The Commission said the deadline to transpose these provisions into national law was July 1, 2024. In September 2024, the Commission sent letters of formal notice to 26 member states for failing to fully transpose the directive into national law. After having examined the replies from the eight member states, the Commission decided to issue reasoned opinions to Spain, Italy, Cyprus, Slovakia, and Sweden for failing to notify transposition measures and to Bulgaria, France, and the Netherlands for failing to provide sufficiently clear information on how their transposition align with the directive’s provisions.

The eight member states have two months to respond and take the necessary measures. Otherwise, the Commission may decide to refer the cases to the Court of Justice of the European Union, the Commission said.

The Commission also said Hungary and Poland have not fully transposed EU rules for the internal electricity market contained in Directive (EU) 2019/944, amending Directive 2012/27/EU. The directive lays down key rules regarding the organization and functioning of the EU electricity sector to create integrated, competitive, consumer-centered electricity markets across the EU.
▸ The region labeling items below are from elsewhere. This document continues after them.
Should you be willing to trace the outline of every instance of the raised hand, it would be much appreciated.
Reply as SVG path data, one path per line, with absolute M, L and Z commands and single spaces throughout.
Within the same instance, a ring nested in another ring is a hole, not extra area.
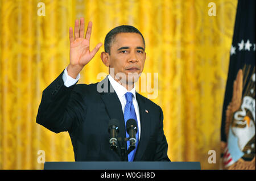
M 98 43 L 96 47 L 90 51 L 90 38 L 92 33 L 92 23 L 89 22 L 87 27 L 85 39 L 84 36 L 84 19 L 80 19 L 79 21 L 76 20 L 75 22 L 74 36 L 73 29 L 69 28 L 70 40 L 70 62 L 67 68 L 68 74 L 71 77 L 75 78 L 82 70 L 84 66 L 86 65 L 94 56 L 97 52 L 102 45 Z

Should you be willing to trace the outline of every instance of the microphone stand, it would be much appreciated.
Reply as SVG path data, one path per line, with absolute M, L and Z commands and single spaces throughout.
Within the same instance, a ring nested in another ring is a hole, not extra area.
M 117 151 L 117 146 L 115 149 L 112 149 L 121 158 L 122 162 L 126 161 L 127 157 L 128 154 L 133 151 L 135 147 L 129 146 L 128 150 L 126 148 L 126 142 L 127 141 L 129 140 L 129 138 L 118 138 L 117 140 L 119 142 L 119 145 L 121 145 L 121 154 Z

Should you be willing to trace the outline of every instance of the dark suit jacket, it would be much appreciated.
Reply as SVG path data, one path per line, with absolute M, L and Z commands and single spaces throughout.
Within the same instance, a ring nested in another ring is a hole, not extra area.
M 55 133 L 68 131 L 76 161 L 121 161 L 110 148 L 108 124 L 110 119 L 118 120 L 118 136 L 122 137 L 126 135 L 125 124 L 117 95 L 109 92 L 113 89 L 108 77 L 98 83 L 67 87 L 63 73 L 43 91 L 36 123 Z M 108 92 L 99 92 L 97 85 L 107 85 Z M 141 134 L 134 161 L 170 161 L 161 108 L 137 92 L 136 98 Z

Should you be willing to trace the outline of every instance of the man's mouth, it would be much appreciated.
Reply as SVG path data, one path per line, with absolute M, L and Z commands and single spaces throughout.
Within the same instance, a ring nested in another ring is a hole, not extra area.
M 137 68 L 131 68 L 127 69 L 126 70 L 139 70 L 139 69 Z

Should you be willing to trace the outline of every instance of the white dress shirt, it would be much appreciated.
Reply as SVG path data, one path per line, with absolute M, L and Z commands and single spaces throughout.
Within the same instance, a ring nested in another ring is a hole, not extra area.
M 79 78 L 80 78 L 80 74 L 79 74 L 77 77 L 74 79 L 68 75 L 68 71 L 67 71 L 67 68 L 65 69 L 64 74 L 62 76 L 62 79 L 64 82 L 64 84 L 65 86 L 68 87 L 70 87 L 76 83 Z M 125 98 L 125 94 L 128 92 L 126 89 L 125 89 L 123 86 L 119 84 L 118 82 L 115 81 L 115 80 L 110 75 L 108 75 L 108 78 L 109 80 L 109 82 L 111 83 L 111 85 L 114 88 L 115 92 L 117 93 L 117 96 L 118 97 L 119 100 L 120 100 L 120 103 L 122 105 L 122 110 L 123 111 L 123 114 L 125 112 L 125 107 L 126 104 L 126 99 Z M 134 84 L 134 87 L 129 91 L 133 94 L 133 104 L 134 106 L 134 110 L 136 113 L 136 116 L 137 117 L 138 121 L 138 129 L 139 129 L 139 141 L 141 139 L 141 121 L 139 119 L 139 105 L 138 104 L 137 100 L 136 100 L 136 90 L 135 90 L 135 85 Z

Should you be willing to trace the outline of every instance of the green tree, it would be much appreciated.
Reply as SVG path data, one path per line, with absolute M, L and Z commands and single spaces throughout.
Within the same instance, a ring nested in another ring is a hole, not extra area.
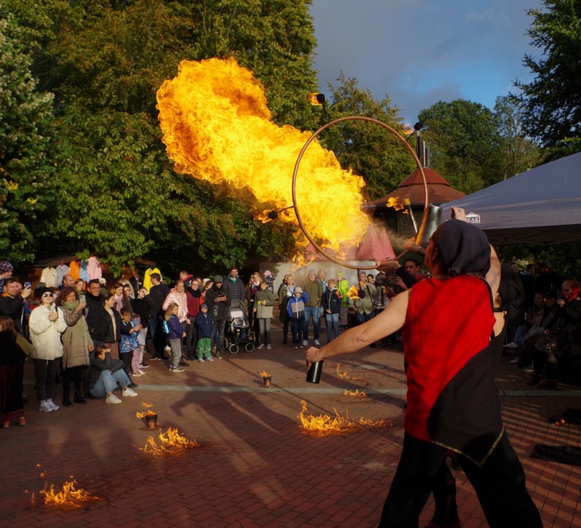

The deadline to transpose the directive into national law was December 31, 2020. The Commission notified Hungary in February 2021 and Poland in May 2022 that they had not fully transposed the directive. After reviewing their replies and national measures, the Commission determined compliance issues remain.

Both countries have two months to respond and take action, or the Commission may refer the cases to the Court of Justice of the EU.

The Commission also issued additional reasoned opinions to Belgium, Estonia, Latvia, and Romania for not fully transposing EU Directive (EU) 2018/2001 on promoting renewable energy use. This directive establishes a legal framework for renewable energy in the EU, setting a binding target for 2030 and including rules for guarantees of origin, which inform customers about renewable energy in their supply. It also sets sustainability criteria for biofuels and facilitates citizen participation in the energy transition.

The Commission said the deadline for transposing the directive into national law was June 30, 2021. After sending formal notices in July 2021 and following up on responses, the Commission deemed their transpositions incomplete. The four member states have two months to address the issues, or the cases may be referred to the Court of Justice of the EU.